在二维数组中找单词
Example:
board =
[
[‘A’,‘B’,‘C’,‘E’],
[‘S’,‘F’,‘C’,‘S’],
[‘A’,‘D’,‘E’,‘E’]
]
Given word = “ABCCED”, return true.
Given word = “SEE”, return true.
Given word = “ABCB”, return false.
public boolean exist(char[][] board, String word) {
char[] w = word.toCharArray();
for (int y=0; y<board.length; y++) {
for (int x=0; x<board[y].length; x++) {
if (exist(board, y, x, w, 0)) return true;
}
}
return false;
}
private boolean exist(char[][] board, int y, int x, char[] word, int i) {
//找到单词,返回
if (i == word.length) return true;
//超出边界,return false
if (y<0 || x<0 || y == board.length || x == board[y].length) return false;
//如果不是当前的字母,return false
if (board[y][x] != word[i]) return false;
//是当前字母,继续往下搜索,先把当前字母遮起来
board[y][x] ^= 256;
boolean exist = exist(board, y, x+1, word, i+1)

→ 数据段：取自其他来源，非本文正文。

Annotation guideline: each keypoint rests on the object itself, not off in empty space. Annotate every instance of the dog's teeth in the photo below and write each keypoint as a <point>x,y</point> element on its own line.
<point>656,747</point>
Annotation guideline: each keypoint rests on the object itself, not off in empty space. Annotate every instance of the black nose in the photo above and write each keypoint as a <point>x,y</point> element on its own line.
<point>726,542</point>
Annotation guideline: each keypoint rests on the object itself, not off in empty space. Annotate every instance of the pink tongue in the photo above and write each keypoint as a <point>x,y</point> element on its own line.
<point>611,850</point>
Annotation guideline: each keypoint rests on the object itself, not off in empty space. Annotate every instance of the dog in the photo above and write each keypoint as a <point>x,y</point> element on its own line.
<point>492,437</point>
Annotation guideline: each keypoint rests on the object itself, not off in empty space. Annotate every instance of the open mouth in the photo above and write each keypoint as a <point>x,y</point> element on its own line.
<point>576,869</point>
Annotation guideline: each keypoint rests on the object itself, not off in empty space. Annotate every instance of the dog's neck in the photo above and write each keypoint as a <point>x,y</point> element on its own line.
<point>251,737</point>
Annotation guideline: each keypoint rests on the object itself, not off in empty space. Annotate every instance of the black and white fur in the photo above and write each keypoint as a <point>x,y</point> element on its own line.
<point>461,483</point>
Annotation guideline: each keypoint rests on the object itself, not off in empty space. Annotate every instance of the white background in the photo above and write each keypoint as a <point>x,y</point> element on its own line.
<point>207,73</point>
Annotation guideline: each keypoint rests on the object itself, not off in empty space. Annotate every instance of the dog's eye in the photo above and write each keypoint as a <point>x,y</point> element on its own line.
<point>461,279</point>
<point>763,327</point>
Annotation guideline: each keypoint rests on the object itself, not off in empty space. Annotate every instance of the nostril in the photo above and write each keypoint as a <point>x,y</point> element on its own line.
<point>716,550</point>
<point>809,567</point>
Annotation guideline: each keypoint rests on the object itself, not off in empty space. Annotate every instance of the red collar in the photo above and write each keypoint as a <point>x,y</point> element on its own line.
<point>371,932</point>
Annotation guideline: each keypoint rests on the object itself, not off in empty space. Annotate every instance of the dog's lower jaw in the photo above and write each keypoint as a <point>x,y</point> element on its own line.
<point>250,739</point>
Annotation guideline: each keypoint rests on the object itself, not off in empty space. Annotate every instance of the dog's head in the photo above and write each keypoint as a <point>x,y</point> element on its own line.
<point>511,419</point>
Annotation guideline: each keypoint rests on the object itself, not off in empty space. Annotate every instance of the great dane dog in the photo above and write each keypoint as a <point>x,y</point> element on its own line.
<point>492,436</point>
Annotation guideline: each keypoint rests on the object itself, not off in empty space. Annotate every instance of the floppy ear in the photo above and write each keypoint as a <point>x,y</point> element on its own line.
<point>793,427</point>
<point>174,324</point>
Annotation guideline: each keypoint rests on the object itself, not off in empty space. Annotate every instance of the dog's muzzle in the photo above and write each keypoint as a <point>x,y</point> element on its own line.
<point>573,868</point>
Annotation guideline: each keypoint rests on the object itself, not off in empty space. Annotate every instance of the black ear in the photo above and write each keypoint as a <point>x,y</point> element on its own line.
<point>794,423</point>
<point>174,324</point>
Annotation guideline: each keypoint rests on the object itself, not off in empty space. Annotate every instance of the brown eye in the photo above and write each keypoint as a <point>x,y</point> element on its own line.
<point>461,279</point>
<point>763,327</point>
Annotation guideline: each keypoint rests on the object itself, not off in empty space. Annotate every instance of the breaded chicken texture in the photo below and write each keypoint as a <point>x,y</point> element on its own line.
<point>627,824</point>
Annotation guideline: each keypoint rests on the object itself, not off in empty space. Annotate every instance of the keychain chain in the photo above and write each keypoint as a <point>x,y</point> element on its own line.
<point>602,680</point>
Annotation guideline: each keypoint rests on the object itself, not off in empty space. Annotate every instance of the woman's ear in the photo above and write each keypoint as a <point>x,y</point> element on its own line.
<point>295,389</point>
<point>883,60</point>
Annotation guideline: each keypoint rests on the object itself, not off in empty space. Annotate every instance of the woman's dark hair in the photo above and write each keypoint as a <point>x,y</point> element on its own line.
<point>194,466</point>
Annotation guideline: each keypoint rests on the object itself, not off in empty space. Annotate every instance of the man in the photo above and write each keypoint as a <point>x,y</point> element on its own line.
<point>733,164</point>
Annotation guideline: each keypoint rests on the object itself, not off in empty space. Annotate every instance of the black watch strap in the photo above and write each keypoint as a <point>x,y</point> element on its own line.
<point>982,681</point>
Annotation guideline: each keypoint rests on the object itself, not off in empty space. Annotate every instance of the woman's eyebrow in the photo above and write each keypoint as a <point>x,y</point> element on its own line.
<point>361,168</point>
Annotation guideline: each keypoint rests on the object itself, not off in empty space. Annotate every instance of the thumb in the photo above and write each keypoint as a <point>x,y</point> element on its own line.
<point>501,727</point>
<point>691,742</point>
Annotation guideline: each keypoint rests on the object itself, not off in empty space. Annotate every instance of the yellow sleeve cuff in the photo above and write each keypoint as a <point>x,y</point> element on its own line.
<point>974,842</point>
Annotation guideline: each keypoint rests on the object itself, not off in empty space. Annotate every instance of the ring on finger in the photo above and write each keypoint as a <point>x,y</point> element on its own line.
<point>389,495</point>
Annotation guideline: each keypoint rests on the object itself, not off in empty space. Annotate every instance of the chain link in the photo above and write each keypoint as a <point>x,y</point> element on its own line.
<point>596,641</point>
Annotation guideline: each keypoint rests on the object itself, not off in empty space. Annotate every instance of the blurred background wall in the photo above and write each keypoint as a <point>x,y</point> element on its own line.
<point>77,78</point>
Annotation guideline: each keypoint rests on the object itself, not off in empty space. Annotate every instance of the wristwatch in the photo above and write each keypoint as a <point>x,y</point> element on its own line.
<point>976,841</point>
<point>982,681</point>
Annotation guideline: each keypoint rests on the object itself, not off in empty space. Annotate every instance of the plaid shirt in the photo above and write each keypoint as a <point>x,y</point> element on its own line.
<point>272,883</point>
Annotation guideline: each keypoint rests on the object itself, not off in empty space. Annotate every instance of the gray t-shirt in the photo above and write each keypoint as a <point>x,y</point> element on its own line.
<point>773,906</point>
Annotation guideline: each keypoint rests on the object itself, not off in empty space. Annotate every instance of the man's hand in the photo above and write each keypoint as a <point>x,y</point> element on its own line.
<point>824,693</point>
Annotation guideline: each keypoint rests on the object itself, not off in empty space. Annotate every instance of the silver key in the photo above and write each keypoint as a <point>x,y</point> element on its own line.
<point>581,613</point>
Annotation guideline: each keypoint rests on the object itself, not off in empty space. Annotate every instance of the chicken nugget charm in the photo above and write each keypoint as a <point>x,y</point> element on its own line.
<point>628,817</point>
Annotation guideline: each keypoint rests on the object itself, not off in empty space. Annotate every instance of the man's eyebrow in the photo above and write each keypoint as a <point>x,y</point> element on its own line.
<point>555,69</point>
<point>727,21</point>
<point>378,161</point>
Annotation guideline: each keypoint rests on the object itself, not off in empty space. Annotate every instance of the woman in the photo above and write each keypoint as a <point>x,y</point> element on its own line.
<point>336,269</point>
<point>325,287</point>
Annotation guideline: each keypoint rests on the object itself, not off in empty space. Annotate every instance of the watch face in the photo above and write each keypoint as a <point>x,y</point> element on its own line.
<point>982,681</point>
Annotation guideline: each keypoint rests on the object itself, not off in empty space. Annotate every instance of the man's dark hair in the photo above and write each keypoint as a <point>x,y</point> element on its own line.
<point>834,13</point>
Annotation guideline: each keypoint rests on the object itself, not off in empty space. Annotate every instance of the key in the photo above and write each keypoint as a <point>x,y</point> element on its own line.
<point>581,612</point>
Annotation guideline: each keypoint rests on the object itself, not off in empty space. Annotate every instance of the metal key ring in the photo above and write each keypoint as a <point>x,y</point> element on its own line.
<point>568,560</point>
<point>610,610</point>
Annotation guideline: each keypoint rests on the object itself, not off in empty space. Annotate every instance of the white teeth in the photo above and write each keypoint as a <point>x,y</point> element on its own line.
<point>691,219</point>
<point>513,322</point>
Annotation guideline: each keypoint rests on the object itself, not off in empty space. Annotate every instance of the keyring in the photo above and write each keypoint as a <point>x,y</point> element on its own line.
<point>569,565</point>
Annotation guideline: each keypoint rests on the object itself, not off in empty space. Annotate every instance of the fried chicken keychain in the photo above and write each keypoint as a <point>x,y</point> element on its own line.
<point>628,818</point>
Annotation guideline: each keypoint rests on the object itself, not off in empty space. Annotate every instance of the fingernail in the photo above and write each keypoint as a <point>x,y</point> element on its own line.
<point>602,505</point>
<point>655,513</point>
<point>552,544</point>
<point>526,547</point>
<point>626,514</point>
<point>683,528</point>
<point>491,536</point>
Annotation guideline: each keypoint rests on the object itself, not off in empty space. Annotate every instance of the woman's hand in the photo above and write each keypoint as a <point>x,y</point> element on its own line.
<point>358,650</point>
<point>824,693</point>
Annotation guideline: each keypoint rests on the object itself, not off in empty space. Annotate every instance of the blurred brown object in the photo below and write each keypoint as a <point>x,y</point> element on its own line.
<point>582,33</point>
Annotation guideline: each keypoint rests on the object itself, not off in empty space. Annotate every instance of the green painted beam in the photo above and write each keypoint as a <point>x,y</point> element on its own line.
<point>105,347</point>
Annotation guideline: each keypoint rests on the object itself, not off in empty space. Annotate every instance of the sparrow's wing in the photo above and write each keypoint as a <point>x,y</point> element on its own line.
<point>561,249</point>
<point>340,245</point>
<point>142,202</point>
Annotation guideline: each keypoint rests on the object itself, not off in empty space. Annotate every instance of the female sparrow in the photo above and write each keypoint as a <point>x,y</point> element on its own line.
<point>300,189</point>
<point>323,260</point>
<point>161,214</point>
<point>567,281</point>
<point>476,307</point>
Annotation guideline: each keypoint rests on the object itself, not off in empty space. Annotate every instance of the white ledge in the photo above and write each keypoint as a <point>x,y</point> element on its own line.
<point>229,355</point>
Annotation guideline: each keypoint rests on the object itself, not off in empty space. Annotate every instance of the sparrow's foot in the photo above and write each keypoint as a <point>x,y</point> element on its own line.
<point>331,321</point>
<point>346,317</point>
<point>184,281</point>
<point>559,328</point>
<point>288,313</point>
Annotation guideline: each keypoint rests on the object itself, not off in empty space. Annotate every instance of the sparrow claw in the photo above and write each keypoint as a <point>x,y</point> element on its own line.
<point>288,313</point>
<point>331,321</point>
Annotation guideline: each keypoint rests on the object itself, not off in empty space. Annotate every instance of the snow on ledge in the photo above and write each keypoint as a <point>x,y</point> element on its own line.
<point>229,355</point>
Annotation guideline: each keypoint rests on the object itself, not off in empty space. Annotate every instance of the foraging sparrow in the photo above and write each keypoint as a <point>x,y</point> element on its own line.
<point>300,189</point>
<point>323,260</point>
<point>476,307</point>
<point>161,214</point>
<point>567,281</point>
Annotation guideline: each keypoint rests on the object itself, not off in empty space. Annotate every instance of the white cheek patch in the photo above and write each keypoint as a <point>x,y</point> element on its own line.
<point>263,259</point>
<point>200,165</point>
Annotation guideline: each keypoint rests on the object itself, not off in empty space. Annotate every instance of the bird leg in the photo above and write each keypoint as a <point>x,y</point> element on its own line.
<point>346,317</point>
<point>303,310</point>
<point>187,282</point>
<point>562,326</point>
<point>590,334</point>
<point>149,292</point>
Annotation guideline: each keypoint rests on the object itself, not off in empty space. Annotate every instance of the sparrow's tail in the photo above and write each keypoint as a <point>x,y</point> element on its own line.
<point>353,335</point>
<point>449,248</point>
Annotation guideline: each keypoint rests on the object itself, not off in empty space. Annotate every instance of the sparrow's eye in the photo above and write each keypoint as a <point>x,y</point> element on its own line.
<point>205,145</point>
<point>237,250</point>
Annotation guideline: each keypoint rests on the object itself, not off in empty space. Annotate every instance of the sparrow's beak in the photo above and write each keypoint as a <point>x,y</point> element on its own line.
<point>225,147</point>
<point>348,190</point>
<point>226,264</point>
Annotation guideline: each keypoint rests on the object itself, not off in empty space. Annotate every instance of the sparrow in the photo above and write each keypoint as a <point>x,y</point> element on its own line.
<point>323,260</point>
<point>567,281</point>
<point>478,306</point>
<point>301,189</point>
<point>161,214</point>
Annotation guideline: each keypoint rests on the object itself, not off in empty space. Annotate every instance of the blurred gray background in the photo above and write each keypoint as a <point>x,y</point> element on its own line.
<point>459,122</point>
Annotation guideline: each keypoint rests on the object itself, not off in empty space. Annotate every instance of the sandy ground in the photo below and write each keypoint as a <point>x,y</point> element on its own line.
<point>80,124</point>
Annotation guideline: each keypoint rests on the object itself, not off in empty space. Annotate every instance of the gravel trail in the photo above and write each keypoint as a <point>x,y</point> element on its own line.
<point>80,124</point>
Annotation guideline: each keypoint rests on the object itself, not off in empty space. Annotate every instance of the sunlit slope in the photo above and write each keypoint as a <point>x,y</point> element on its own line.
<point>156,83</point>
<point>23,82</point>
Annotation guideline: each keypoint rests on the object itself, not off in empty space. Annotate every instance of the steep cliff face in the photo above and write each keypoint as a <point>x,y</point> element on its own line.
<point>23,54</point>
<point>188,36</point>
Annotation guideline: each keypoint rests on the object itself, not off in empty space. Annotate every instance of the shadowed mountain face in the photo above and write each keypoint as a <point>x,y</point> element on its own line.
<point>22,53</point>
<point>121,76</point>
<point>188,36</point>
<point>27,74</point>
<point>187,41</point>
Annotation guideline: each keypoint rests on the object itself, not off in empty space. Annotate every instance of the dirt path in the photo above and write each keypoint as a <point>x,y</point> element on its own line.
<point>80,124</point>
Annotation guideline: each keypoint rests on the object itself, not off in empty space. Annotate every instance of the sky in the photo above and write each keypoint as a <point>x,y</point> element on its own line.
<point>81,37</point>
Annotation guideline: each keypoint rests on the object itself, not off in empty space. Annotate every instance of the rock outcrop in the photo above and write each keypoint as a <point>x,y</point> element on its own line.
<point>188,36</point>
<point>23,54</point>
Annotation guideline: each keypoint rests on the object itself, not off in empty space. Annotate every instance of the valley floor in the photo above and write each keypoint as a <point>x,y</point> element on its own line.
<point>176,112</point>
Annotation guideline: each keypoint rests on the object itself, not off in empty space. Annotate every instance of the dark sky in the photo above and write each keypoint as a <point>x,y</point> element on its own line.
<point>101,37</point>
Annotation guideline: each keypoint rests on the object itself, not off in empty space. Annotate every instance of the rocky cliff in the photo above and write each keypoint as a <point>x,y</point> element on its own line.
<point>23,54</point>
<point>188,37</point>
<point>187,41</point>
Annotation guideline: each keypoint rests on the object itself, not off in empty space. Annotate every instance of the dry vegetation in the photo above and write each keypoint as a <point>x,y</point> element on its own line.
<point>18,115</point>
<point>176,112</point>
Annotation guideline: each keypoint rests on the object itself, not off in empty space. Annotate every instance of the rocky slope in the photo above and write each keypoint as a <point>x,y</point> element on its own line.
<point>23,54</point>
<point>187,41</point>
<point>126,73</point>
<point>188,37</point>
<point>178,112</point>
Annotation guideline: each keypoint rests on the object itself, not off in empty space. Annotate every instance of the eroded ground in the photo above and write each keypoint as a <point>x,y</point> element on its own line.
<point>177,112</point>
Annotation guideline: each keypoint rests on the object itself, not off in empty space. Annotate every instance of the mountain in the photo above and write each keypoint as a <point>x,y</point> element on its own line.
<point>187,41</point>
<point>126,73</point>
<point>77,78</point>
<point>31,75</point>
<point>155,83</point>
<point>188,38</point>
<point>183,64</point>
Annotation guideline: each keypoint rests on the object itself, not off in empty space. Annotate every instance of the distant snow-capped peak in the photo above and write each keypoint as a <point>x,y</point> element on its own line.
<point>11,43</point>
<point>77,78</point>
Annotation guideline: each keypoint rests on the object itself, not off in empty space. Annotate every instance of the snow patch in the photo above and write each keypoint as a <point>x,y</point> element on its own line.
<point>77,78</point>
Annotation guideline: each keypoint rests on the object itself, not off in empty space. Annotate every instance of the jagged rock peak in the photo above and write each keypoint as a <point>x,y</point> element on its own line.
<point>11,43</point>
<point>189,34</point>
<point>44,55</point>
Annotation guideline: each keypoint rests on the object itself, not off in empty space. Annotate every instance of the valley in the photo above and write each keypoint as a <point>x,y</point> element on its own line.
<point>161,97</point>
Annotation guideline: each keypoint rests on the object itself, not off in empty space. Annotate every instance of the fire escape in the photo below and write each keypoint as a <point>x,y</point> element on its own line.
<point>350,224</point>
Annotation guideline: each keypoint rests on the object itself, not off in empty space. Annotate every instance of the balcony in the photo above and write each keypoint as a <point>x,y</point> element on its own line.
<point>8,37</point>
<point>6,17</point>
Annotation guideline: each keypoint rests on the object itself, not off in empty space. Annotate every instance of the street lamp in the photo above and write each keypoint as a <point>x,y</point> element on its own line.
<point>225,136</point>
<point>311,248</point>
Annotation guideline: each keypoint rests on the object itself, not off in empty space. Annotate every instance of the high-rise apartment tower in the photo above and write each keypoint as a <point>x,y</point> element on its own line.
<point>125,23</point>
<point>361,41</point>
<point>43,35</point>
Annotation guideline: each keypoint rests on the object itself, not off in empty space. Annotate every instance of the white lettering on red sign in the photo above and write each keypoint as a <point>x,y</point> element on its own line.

|| exist(board, y, x-1, word, i+1)
|| exist(board, y+1, x, word, i+1)
|| exist(board, y-1, x, word, i+1);
//搜索过后再还原
board[y][x] ^= 256;
return exist;
}
Bit Mask。所以将当前元素 XOR 256会得到将当前的元素遮盖起来(即得到一个非字母字符的表示),注意在搜索过后,需要将被遮盖的元素重新恢复过来,从而不影响下一次的重新搜索,这时候只要再进行一次 XOR 256即可。